Once you have your business up and running, it is important to stay ahead of the game at all times, stand still for long enough and you may well get left behind.
You need to always think ahead, look to expand and even diversify into new areas of photography (and/or video) if necessary especially during hard times such as the 2008-2015 (and possibly) ongoing credit crunch/recession.
Let’s look at some ideas for a couple of topics and business areas.
I have been saying for a few years now that photographers are going to have to learn videography skills if they want to stay current and keep up with the competition. Since 2007 I have on occasion, also taken some video footage during weddings that I have shot for the slideshows.
Now, video is a major part of all new DSLR’s which means two things:
- Other wedding photographers have started to include video clips with their wedding media slideshows. Wedding albums now have the ability to hold short video clips on paper thin screens…
- Videographers are starting to use DSLR’s due to the amazing High Definition, low noise and bokeh they can achieve with a sub $1000 camera whereas before you needed a high end, professional video camera with interchangeable lenses costing tens of thousands of Dollars to get the same effect. This also means they will have access to, and might feel the need to take some stills also (in fact I know a bunch that are doing just that).
Photography/videography is merging when it comes to weddings so this is one area you need to get clued up on if you are to compete with and beat your competitors.
The same thing happened a few years ago when Photobooks were introduced at affordable prices. Many photographers made the switch from traditional albums to books which meant a whole new learning curve in the creation of the final output.
Even though you may get by without adapting immediately, it does no harm to start to learn new things and try them out now.
If shooting or thinking about shooting stock for a living, again, you need to think of the future. For example, I have been shooting stock images and footage of Weymouth since 2008 due to the 2012 Olympics which were held here.
I also did the same in London (but not as much) to try and capture and supply to some of that demand.
It would also serve you well to look to and think of future trends when shooting stock. Think about new issues, good and bad, new technology and how it is being used, think about social issues, people, places and anything else that changes regularly.
Places and technology are forever changing so every few years, new images are needed.
Think ahead and plan for it. Read the news and watch for topics starting to take hold or grow and cultivate into bigger stories so you can get images taken and uploaded for when the demand reaches its peak.
By getting your images uploaded early, you will hopefully get some popularity rating before any demand reaches its high and so your images will rise to the top of any searches.
Always research what techniques other photographers are using to attract new customers.

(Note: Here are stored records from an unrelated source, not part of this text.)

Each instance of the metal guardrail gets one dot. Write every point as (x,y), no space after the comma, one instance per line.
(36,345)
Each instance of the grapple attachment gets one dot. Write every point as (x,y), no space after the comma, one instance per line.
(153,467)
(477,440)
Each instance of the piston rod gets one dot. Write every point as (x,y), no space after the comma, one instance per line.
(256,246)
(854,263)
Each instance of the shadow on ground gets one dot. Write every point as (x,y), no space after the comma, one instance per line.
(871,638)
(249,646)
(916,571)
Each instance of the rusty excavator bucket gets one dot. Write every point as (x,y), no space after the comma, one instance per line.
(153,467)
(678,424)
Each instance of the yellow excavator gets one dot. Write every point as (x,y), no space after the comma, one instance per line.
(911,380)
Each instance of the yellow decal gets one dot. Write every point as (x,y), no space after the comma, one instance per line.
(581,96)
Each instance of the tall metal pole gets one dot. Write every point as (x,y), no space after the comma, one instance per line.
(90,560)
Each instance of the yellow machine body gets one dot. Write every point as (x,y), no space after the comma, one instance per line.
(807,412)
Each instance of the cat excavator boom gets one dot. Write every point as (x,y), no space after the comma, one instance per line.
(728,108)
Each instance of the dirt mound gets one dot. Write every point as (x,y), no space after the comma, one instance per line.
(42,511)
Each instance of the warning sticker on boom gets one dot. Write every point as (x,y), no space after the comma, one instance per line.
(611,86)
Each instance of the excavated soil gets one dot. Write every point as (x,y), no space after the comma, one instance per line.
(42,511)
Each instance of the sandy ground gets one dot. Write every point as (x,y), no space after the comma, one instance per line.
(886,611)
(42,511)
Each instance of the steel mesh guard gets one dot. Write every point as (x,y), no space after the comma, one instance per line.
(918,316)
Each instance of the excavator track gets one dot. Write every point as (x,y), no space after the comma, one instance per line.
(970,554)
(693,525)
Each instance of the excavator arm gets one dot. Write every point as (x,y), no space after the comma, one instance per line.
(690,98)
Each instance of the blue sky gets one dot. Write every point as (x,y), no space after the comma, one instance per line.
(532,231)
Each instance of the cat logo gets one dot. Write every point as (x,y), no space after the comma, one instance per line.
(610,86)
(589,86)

Techniques in both style and processing as well as marketing techniques. Look out for really cool ideas and create your own interpretation…try and re-invent yourself now and again whilst keeping your signature style intact.
If you have an online presence you would do well to educate yourself continuously with updated marketing techniques:
- Google are always changing their algorithms, Adwords technology and SEO tactics.

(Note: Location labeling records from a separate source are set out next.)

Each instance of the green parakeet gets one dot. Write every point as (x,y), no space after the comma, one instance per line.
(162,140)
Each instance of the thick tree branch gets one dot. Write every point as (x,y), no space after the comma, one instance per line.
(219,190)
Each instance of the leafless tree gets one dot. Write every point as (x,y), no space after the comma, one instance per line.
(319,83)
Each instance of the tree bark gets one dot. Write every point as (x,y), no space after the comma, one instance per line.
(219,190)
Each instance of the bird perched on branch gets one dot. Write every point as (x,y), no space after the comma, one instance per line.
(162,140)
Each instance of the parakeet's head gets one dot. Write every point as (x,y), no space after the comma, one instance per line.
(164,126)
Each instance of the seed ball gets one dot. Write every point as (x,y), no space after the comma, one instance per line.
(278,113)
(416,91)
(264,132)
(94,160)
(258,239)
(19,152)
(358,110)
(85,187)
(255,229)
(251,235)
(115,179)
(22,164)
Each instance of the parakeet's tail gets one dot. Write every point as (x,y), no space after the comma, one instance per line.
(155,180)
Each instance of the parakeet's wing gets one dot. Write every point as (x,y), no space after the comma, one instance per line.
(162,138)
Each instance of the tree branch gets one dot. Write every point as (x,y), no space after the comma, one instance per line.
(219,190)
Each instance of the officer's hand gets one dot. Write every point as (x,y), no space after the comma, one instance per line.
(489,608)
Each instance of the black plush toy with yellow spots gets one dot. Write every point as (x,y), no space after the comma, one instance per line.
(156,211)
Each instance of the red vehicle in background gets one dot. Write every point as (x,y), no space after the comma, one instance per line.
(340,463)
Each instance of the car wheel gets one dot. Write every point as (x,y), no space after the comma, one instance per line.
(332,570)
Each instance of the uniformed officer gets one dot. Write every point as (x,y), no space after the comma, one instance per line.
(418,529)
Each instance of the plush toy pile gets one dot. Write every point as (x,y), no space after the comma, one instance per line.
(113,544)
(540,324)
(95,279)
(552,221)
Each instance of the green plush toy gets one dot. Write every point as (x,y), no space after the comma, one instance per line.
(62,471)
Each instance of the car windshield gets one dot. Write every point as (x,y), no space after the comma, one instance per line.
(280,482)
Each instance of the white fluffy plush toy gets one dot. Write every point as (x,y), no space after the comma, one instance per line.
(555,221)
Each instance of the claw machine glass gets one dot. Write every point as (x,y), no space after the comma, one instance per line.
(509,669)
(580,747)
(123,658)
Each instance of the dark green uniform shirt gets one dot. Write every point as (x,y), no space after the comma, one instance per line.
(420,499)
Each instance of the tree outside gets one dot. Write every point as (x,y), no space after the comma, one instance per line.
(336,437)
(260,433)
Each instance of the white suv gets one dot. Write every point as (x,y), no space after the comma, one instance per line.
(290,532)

- Marketers thinking up clever ways to attract new business.
- Programmers creating new software that alleviates your time by automating certain marketing processes.
- New outlets and social media sites on which to pimp your services and list your own website
- New suppliers
- New advertising avenues
- …and so on…
Expand and Diversify
In order to survive the next recession or credit crunch (whenever that is), have some funds, ideas and tactics in place to help weather the storm. Think of new ways to bring in revenue that are not so dependent on your local or national economy (could you or would you want to try destination weddings?).

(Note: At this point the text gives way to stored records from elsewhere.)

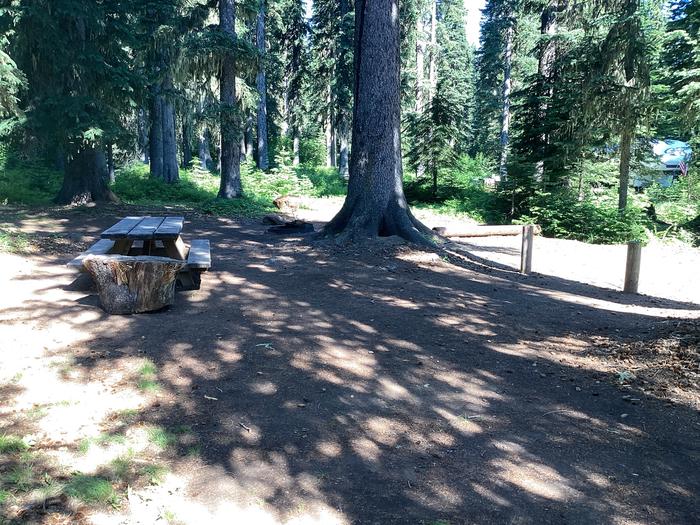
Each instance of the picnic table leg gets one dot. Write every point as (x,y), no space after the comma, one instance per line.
(176,249)
(122,246)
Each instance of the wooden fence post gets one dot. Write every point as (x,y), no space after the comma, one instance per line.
(634,261)
(526,251)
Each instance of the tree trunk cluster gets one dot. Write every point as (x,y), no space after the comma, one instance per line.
(162,137)
(230,160)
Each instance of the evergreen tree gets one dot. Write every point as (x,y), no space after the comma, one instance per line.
(80,79)
(440,133)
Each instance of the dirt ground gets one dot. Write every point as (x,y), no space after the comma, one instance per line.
(304,383)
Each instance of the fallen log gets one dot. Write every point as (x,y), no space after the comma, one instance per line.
(478,230)
(128,285)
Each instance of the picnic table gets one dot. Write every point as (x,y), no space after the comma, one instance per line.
(156,237)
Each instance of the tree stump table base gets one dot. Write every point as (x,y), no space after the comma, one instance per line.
(128,284)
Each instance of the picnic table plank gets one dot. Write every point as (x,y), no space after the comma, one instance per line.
(170,228)
(146,228)
(121,229)
(200,255)
(101,247)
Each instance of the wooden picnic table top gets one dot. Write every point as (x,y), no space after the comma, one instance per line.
(145,228)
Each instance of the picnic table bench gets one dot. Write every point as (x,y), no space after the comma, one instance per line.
(155,237)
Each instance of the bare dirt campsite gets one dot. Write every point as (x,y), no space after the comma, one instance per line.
(303,383)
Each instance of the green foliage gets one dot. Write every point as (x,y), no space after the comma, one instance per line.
(12,445)
(31,184)
(325,182)
(461,191)
(13,242)
(563,215)
(161,437)
(91,490)
(312,151)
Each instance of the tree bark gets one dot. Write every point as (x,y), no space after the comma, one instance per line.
(162,137)
(548,29)
(260,81)
(420,79)
(204,153)
(507,86)
(375,204)
(171,170)
(143,136)
(625,157)
(186,140)
(129,285)
(249,149)
(343,163)
(110,163)
(230,159)
(155,138)
(296,146)
(85,178)
(433,49)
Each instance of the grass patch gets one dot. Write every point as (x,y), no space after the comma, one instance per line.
(21,477)
(29,183)
(13,242)
(101,440)
(128,416)
(91,490)
(12,445)
(154,474)
(148,381)
(196,188)
(161,438)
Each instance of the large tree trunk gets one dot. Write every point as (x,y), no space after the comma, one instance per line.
(230,155)
(186,140)
(249,149)
(344,132)
(155,138)
(85,178)
(162,138)
(420,79)
(171,170)
(204,153)
(433,49)
(143,136)
(110,163)
(375,204)
(625,157)
(263,161)
(296,146)
(548,28)
(507,86)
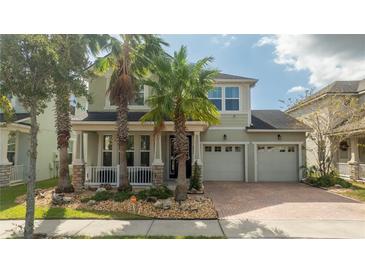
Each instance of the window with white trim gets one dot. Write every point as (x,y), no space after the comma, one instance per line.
(215,96)
(107,150)
(232,98)
(145,150)
(69,151)
(11,147)
(225,98)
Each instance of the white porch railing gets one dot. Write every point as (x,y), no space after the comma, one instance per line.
(362,172)
(96,175)
(140,175)
(344,170)
(137,175)
(16,173)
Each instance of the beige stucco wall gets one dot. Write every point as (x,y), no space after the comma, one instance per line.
(47,143)
(98,87)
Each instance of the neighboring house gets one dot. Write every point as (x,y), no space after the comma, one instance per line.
(349,157)
(247,146)
(15,143)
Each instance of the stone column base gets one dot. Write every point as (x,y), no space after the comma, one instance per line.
(157,174)
(5,174)
(78,176)
(354,170)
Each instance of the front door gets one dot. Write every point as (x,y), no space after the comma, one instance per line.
(174,162)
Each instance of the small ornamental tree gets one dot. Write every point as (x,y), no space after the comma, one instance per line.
(195,181)
(324,119)
(25,65)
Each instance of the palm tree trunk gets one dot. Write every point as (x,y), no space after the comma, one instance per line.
(63,125)
(181,147)
(122,122)
(30,204)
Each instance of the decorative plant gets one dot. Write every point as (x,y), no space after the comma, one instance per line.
(195,181)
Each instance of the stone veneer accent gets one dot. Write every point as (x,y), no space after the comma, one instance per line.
(354,171)
(5,175)
(157,174)
(78,176)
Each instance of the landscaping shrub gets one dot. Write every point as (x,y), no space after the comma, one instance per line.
(102,196)
(122,196)
(328,181)
(160,192)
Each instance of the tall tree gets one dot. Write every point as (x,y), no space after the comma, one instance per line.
(6,107)
(69,74)
(25,63)
(180,92)
(128,57)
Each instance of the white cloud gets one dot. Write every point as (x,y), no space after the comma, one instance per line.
(224,40)
(297,89)
(327,57)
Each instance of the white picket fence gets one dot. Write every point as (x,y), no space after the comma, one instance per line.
(16,173)
(137,175)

Expand into new areas and teach yourself new skills during lulls in trading, use your spare time effectively. I always spent the winter periods when work was slow in the wedding or property market learning about the internet and internet marketing. I started to write about photography and taught myself stock photography.
I figure that if you always have a back-up plan, and a back-up plan for your back-up plan, you should be ok. If you have come from an entirely different industry, keep in touch with the dealings in that industry in case you ever need to fall back on it.
Seasons and Holidays
Think about upcoming seasons and how you can attract clients to your business:
- Valentine’s Day/Easter/Thanksgiving/Christmas Special Portrait Sittings
- Christmas Stock Photography
- Summer/Winter/Sports Event Photography
- Easter Promotions
- St George’s Day Special
With all these plans and “fail-safe’s” in place, you will need to budget to account for them. Always have a little set aside for downturns in the economy. Know that there will be times when you may have to spend your way out of a recession by spending more on marketing and advertising to attract the fewer clients that are out there.